Ob er das tut, hängt natürlich auch von seiner Spielzeit ab und der Möglichkeit sich in der Abwehr gegen seine Konkurrenz durchzusetzen. Wenig überraschend ist er als linker Innenverteidiger auch ein Linksfuß und ergänzt damit die Riege jener Verteidiger bestehend aus Maxi Mittelstädt, Frans Krätzig, Dan-Axel Zagadou und Jeff Chabot. Wilko lobt seine Geschwindigkeit und auch in Rotterdam hebt man diese hervor, neben seinem starken linken Fuß und seinen Tacklings. Luft nach oben sieht Wilko noch in der Absprache mit den Nebenleuten und bei Kopfbällen. Kein Geloel bestätigen auch, dass er in der Lage ist, das Spiel über Pässe ins Mittelfeld aufzubauen, anstatt den Ball nur nach vorne zu bolzen. Bei Vitesse spielte er vergangene Saison in einem 4–3‑3, weiß Wilko zu berichten, jedoch habe die Abwehr sehr hoch gestanden. Auch der Vergleich mit anderen Innenverteidigern auf FBref.com zeigt seine Stärken im Zweikampf und im Ballbesitzspiel.
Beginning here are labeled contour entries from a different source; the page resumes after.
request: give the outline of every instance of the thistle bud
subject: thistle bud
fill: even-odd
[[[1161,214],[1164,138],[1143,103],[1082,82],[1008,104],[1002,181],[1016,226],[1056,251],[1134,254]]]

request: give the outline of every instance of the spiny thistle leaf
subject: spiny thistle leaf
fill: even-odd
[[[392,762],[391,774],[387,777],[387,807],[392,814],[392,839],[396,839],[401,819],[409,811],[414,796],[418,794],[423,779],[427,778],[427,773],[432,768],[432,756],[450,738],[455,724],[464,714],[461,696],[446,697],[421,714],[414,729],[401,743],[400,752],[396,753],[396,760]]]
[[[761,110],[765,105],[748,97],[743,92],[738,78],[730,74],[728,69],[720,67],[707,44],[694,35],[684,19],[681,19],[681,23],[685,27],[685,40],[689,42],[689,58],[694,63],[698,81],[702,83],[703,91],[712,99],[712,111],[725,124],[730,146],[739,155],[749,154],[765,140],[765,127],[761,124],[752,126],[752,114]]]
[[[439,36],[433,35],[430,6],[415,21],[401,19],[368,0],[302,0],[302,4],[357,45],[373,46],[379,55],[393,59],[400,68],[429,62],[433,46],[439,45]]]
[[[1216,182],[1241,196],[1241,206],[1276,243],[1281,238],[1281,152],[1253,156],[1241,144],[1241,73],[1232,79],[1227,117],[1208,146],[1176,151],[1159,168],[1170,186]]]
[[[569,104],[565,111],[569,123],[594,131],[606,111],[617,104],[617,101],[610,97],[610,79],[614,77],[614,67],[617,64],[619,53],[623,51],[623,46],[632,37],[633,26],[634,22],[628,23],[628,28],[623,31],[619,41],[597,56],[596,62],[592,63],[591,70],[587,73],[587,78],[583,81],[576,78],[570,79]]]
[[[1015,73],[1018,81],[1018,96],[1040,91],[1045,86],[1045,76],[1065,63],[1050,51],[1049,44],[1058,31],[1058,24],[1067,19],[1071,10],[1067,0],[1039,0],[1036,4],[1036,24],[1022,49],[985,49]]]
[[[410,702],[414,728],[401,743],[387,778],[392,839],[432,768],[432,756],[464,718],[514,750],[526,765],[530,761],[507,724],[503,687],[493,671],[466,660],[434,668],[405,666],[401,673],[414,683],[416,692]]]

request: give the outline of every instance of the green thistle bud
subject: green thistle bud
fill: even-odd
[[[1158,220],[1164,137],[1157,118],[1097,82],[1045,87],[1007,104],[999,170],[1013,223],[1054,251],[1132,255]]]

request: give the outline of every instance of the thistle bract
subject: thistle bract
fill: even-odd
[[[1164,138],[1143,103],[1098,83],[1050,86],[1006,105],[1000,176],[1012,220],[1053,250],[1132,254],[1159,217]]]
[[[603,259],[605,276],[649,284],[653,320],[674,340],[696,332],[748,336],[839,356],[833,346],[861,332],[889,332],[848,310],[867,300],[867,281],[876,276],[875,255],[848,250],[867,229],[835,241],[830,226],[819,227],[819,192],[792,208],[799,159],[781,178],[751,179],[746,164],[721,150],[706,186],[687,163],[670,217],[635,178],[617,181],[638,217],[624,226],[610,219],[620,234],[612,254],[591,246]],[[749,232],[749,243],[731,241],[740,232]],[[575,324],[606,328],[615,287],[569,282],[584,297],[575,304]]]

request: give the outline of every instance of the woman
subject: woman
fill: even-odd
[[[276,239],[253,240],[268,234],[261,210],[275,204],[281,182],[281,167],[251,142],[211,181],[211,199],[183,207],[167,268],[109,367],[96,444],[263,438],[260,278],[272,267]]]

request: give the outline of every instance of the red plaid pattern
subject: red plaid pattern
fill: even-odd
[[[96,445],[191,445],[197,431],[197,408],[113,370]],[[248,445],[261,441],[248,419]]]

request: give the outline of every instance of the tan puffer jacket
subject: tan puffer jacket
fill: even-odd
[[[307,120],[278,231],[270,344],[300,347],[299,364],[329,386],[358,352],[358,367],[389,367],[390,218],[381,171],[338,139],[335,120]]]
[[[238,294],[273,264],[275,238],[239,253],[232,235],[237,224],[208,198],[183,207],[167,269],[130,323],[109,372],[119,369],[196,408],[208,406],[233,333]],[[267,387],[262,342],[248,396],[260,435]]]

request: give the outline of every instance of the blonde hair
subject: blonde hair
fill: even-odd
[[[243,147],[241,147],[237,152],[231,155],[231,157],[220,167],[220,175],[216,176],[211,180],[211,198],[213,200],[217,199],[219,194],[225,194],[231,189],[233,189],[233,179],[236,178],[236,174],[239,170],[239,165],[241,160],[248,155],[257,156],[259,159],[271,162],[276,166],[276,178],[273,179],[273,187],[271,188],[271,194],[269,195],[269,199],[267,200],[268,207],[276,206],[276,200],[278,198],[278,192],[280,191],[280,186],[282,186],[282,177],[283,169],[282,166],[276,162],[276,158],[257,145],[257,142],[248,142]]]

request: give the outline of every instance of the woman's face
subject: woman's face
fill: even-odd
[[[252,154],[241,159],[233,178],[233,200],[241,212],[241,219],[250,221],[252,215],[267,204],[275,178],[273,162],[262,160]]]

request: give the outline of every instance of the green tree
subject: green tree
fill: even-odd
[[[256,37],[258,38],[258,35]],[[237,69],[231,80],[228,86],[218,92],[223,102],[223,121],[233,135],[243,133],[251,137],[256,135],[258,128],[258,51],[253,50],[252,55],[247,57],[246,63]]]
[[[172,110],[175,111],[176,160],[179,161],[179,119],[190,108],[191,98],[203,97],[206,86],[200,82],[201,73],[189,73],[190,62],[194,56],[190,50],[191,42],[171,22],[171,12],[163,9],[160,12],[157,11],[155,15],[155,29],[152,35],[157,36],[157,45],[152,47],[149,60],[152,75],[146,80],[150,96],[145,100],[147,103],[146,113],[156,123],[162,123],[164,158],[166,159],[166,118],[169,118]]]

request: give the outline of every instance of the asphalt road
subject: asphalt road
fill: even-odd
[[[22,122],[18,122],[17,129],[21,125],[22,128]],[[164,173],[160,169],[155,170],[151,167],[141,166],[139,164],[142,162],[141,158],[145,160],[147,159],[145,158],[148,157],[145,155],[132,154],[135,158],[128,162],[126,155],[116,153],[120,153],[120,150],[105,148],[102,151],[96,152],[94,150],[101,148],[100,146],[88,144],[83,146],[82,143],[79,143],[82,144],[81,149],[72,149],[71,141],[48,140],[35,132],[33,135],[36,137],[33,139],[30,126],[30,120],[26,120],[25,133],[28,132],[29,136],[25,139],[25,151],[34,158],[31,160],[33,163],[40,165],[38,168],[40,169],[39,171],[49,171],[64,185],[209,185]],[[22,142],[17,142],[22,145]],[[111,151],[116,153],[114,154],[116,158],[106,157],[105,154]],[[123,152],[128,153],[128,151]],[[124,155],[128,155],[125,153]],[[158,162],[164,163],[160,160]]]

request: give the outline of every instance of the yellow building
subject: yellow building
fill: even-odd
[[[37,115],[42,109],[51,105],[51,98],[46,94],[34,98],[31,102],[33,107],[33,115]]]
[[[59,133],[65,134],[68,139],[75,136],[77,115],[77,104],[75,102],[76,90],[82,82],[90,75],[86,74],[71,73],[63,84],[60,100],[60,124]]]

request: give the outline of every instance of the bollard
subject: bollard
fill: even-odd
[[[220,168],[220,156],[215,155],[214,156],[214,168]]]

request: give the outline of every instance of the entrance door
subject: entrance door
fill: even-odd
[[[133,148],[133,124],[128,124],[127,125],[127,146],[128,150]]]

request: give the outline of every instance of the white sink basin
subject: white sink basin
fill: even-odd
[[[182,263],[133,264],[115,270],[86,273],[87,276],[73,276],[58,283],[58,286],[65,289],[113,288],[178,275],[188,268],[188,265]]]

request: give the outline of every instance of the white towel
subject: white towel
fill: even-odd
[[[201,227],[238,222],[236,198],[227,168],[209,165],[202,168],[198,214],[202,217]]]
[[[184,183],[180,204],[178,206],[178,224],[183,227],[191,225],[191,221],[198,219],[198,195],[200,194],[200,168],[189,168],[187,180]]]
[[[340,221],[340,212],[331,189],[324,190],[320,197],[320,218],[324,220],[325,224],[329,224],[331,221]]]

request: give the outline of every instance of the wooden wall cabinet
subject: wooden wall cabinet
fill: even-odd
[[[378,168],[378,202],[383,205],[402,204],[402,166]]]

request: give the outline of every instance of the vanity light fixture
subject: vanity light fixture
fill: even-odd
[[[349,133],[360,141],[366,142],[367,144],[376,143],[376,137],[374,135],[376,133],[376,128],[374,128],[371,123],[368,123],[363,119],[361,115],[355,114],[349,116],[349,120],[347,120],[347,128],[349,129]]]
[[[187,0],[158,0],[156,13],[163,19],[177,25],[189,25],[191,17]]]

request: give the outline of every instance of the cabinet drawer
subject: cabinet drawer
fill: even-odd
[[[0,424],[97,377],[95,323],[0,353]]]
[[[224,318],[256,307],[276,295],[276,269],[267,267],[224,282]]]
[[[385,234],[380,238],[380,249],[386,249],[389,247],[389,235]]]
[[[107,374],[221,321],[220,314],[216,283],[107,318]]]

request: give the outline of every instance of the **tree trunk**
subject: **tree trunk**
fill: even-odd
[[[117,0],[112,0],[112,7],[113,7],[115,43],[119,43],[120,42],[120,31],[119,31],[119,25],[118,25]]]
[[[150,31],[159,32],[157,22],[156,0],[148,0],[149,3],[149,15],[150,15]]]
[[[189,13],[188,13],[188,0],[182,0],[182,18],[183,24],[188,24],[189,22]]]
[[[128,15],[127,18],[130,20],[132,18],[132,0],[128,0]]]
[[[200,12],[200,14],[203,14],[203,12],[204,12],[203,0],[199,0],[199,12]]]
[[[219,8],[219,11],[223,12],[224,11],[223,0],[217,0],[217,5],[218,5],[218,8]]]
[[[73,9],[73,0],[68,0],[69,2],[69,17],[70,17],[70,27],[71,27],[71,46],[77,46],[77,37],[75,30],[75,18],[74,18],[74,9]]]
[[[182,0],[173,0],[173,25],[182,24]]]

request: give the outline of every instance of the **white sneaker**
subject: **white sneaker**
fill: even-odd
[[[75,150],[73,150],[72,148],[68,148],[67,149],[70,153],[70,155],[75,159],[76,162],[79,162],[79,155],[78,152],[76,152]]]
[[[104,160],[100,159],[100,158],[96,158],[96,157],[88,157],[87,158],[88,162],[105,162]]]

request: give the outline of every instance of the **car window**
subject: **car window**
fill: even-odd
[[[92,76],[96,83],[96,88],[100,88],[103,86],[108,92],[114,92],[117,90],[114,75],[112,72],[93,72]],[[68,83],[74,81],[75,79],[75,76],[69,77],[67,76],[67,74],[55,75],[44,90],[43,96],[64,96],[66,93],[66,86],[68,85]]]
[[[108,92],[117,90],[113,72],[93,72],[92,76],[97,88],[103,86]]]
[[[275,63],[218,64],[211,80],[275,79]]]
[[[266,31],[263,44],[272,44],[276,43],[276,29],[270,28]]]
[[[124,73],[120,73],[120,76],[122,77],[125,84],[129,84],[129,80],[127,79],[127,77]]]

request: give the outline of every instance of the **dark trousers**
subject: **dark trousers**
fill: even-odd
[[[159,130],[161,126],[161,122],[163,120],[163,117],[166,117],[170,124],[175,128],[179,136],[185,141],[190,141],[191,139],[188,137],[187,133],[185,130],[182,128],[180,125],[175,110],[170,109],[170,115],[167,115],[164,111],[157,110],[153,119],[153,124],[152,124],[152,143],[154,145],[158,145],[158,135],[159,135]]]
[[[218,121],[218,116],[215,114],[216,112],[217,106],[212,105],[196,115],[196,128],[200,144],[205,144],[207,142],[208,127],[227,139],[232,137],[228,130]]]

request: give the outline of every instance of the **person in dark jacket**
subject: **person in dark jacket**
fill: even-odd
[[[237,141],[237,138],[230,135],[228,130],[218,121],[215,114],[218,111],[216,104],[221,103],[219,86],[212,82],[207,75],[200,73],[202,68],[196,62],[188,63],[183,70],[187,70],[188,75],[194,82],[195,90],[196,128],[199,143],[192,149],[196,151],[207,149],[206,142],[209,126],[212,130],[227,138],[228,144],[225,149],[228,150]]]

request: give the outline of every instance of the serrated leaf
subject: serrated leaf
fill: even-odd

Noch ist, wie eingangs erwähnt, der Transfer von Waldemar Anton nicht vollzogen und der VfB verfügt noch nicht über das Geld, um ihn zu ersetzen. Hendriks ist dieser Ersatz selbstredend schon allein wegen der Position in der Innenverteidigung nicht. Jeff Chabot war offensichtlich schon ein Vorgriff auf einen möglichen Abgang von Hiroki Ito, so dass sich Hendriks mit dem hoffentlich vollständig wiedergenesenen Dan-Axel Zagadou sowie eben Chabot um die linke Hälfte der Innenverteidigung duelliert. Angesichts der Erfahrung seiner Konkurrenz und Hendriks mangelnder Spielpraxis auf höherem Level in den letzten Jahren haben Zagadou und Chabot derzeit die Nase vorn, jedoch muss man gerade für Ersteren angesichts seiner Verletzungsanfälligkeit immer jemanden in der Hinterhand haben. Ob Hendriks als Herausforderer ähnlich durchstartet wie in der letzten Saison Rouault und Stergiou auf der rechten Abwehrseite bleibt abzuwarten. Es wird hier an Sebastian Hoeneß liegen, sein volles Potenzial herauszukitzeln. Für eine kolportierte Ablöse von etwa 700.000 Euro macht man mit einem offenbar entwicklungsfähigen Innenverteidiger, der in drei Wochen erst 23 Jahre alt wird, wenig falsch.